Review: A Symbolic Representation of Time Series, with Implications for Streaming Algorithms
In [1], the authors present a method for constructing a symbolic (nominal) representation for real-valued time series data. A symbolic representation is desirable because then it becomes possible to use many of the effective algorithms that require symbolic representation, like hashing and Markov models.
The authors claim that one of the most useful time series operations is measuring the similarity between two time series data sets. To do this on the original time series, the Euclidean distance formula can be used. Therefore, for a time series transformation to be useful, distance measures applied to the corresponding transformations should provide some guaranteed lower bound on the true
distance. This is a basic requirement for almost all time series algorithms in data mining. Non-symbolic transformations like Discrete Fourier Transform (DFT) and Piecewise Aggregate Approximation (PAA) models have this lower-bounding property. However, the authors claim no previously proposed symbolic representations do, which limits their usefulness.
Additionally, the authors observe that most raw time series data sets have very high dimensionality. This is problematic because time series mining algorithms are $\mathcal{O}(cn)$, where n is the number of dimensions. Therefore, preferably any transformations on the original time series will reduce the dimensionality to a more manageable size. Unfortunately, the authors observe, previously proposed symbolic representations preserve the original time series dimensionality.

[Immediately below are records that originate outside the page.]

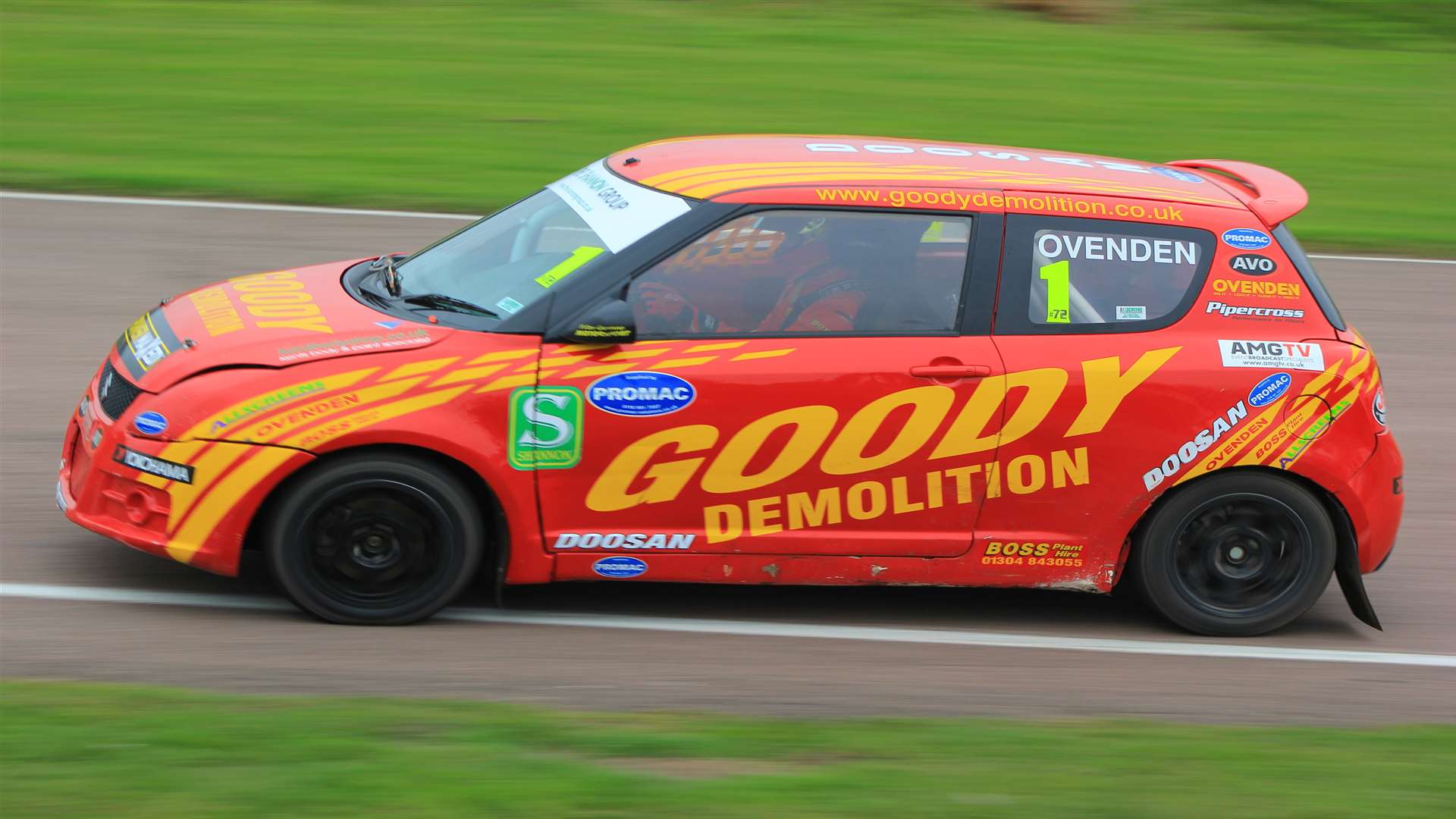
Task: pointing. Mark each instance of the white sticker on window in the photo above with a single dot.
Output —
(618, 210)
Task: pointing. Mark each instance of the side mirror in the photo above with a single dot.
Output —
(609, 322)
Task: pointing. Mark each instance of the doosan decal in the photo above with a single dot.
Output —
(153, 465)
(1190, 449)
(1272, 354)
(1269, 390)
(619, 567)
(1247, 240)
(641, 394)
(1253, 264)
(623, 541)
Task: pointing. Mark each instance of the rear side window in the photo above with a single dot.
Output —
(1307, 271)
(1098, 276)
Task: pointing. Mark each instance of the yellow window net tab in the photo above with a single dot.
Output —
(577, 259)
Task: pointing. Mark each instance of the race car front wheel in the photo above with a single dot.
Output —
(375, 539)
(1237, 554)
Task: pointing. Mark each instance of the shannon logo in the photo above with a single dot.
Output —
(545, 428)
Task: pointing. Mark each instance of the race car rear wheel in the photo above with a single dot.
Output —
(375, 539)
(1235, 554)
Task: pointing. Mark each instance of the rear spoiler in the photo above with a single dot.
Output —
(1270, 194)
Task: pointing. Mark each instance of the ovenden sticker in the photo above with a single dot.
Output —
(1272, 354)
(618, 210)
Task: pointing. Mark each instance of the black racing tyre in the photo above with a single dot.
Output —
(1235, 554)
(375, 539)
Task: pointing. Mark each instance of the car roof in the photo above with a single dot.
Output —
(715, 167)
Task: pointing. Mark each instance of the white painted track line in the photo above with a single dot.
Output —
(789, 630)
(427, 215)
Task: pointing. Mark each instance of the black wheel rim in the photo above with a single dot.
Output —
(376, 544)
(1241, 556)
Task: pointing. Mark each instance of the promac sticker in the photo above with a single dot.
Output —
(641, 394)
(619, 567)
(1247, 240)
(545, 428)
(1269, 390)
(150, 423)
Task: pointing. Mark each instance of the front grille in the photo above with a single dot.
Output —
(115, 392)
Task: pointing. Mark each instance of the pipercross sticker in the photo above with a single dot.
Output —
(1273, 354)
(153, 465)
(545, 428)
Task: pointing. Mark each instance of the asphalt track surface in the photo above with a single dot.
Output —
(76, 271)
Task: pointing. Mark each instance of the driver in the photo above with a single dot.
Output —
(836, 275)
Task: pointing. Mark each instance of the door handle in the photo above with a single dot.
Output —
(949, 371)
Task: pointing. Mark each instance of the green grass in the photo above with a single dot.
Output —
(127, 751)
(468, 107)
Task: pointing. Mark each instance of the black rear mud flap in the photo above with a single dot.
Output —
(1347, 569)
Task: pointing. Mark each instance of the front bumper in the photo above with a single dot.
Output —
(199, 519)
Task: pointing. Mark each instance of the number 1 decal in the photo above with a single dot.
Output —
(1059, 292)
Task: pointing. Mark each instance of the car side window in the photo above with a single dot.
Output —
(1098, 276)
(810, 273)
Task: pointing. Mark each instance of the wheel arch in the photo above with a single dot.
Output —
(1347, 557)
(498, 548)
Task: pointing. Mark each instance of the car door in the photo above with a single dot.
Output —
(786, 395)
(1101, 303)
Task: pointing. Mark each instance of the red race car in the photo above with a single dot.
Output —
(775, 359)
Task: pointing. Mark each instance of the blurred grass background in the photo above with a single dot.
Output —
(127, 751)
(469, 105)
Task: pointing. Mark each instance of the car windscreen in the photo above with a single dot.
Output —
(514, 257)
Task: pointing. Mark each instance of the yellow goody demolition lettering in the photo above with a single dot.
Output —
(902, 494)
(280, 300)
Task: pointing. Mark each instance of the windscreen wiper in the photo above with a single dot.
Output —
(384, 267)
(441, 302)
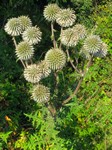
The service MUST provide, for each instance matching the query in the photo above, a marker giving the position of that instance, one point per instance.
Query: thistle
(25, 22)
(68, 37)
(33, 73)
(32, 35)
(13, 27)
(66, 17)
(24, 50)
(50, 12)
(92, 44)
(40, 93)
(56, 58)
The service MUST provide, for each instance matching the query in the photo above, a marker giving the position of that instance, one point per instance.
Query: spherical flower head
(92, 44)
(103, 51)
(80, 30)
(65, 17)
(24, 50)
(25, 22)
(33, 73)
(68, 37)
(32, 35)
(45, 69)
(41, 94)
(56, 58)
(50, 12)
(13, 27)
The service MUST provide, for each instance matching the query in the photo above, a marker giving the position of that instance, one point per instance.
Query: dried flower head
(80, 31)
(32, 35)
(25, 22)
(92, 44)
(33, 73)
(50, 12)
(56, 58)
(24, 50)
(68, 37)
(40, 93)
(13, 27)
(66, 17)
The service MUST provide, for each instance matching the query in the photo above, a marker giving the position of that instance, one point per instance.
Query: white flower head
(13, 27)
(32, 35)
(66, 17)
(56, 58)
(50, 12)
(24, 50)
(40, 93)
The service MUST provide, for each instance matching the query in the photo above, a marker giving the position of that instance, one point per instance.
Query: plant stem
(14, 40)
(52, 35)
(79, 83)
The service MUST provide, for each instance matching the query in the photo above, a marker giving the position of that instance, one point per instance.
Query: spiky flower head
(41, 93)
(25, 22)
(24, 50)
(13, 27)
(66, 17)
(56, 58)
(50, 12)
(80, 31)
(44, 67)
(32, 35)
(103, 51)
(33, 73)
(92, 44)
(68, 37)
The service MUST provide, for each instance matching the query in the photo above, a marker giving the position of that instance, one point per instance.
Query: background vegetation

Next, the authors present their symbolic representation, SAX (Symbolic Aggregate approXimation), which addresses each of the previously mentioned shortcomings of symbolic representations.
SAX is unique in that it uses an intermediate transformation, PAA, and then nominalizes the PAA representation into a sequence of characters’a string. By using the intermediate PAA representation, SAX enjoys two benefits:
It is able to exploit the dimensionality reducing properties of PAA, and
It provably lower bounds PAA, and PAA provably lower bounds the original time series. Therefore, through the transitivity relationship, SAX provably lower bounds the original time series.
Having the SAX representation offers many benefits in addition to those mentioned previously. For instance, when extracting subsequences of size $n$ from the original time series $T$, a sliding window approach can be used. However, this means $|T| - n + 1$ subsequences must be stored. When working with the SAX representation, however, the symbolic representation generalizes many subsequences such that many subsequences that were distinct in the original time series are identical in SAX. This allows one to compress the subsequence data using techniques like run-length encoding. This compressed form may be quite advantageous, especially if memory constraints are a factor.
To transform a time series into SAX, first the time series must be transformed into PAA. Next, an additional discretizing transformation is applied on the PAA. This is done in such a way as to make each discrete symbol appear with an equal probability in the string. This can be easily done if we observe that the original normalized time series has a normal distribution, therefore we simply need to partition the possible values in a time series into $a$ intervals ($a$ represents the number of discrete symbols in our alphabet–larger values of a correspond to more granular approximations), where the range of values in each interval has an equal probability of occurring (thus, for example, the interval containing the mean will likely be relatively small). Determining where the intervals begin and end can be easily done, since the time series has a normal distribution. Once the intervals are calculated, the PAA can be discretized into a string of symbols, ${a, b, c, \ldots}$, by assigning symbol $a$ to PAA coefficients that fall within the first interval, symbol $b$ to PAA coefficients that fall within the second interval, and so on until every PAA coefficient has been discretized. At this point, the original time series has been transformed into SAX.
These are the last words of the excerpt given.